W chmurach widujemy najróżniejsze kształty, ale rzadko zdarza się, żeby były proste jak od linijki. Jednak właśnie takie zjawisko można było zobaczyć dziś nad Lublinem.

Pan Artur przejeżdżał we wtorek ok. 10 rano w okolicach lubelskiego dworca, gdy zobaczył nietypowe zjawisko na niebie.

Zatrzymał się, by sfotografować chmurę o niemal idealnie prostym brzegu. - Wyglądało to jak z filmu "Dzień Niepodległości" - powiedział nam.

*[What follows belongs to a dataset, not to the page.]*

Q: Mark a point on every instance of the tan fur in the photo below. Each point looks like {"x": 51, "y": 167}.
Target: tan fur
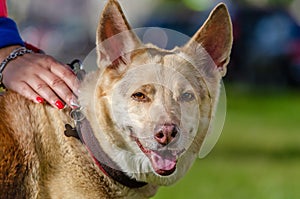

Skąd bierze się takie zjawisko? Tak tłumaczył na portalu  stab-iitb.org  meteorolog David Cook, przyczyn może być kilka. Chmury o prostych brzegach tworzą się na skrajach frontów atmosferycznych, szczególnie, jeśli stykające się masy powietrza znacząco różnią się od siebie temperaturą i wilgotnością. Inną możliwą przyczyną są ruchy falowe w atmosferze. 

Proste chmury (tzw. wały szkwałowe lub chmury szelfowe) powstają też na liniach szkwału, jednak w tym, wypadku nie to jest przyczyną, gdyż w okolicach Lublina nie było dziś burz.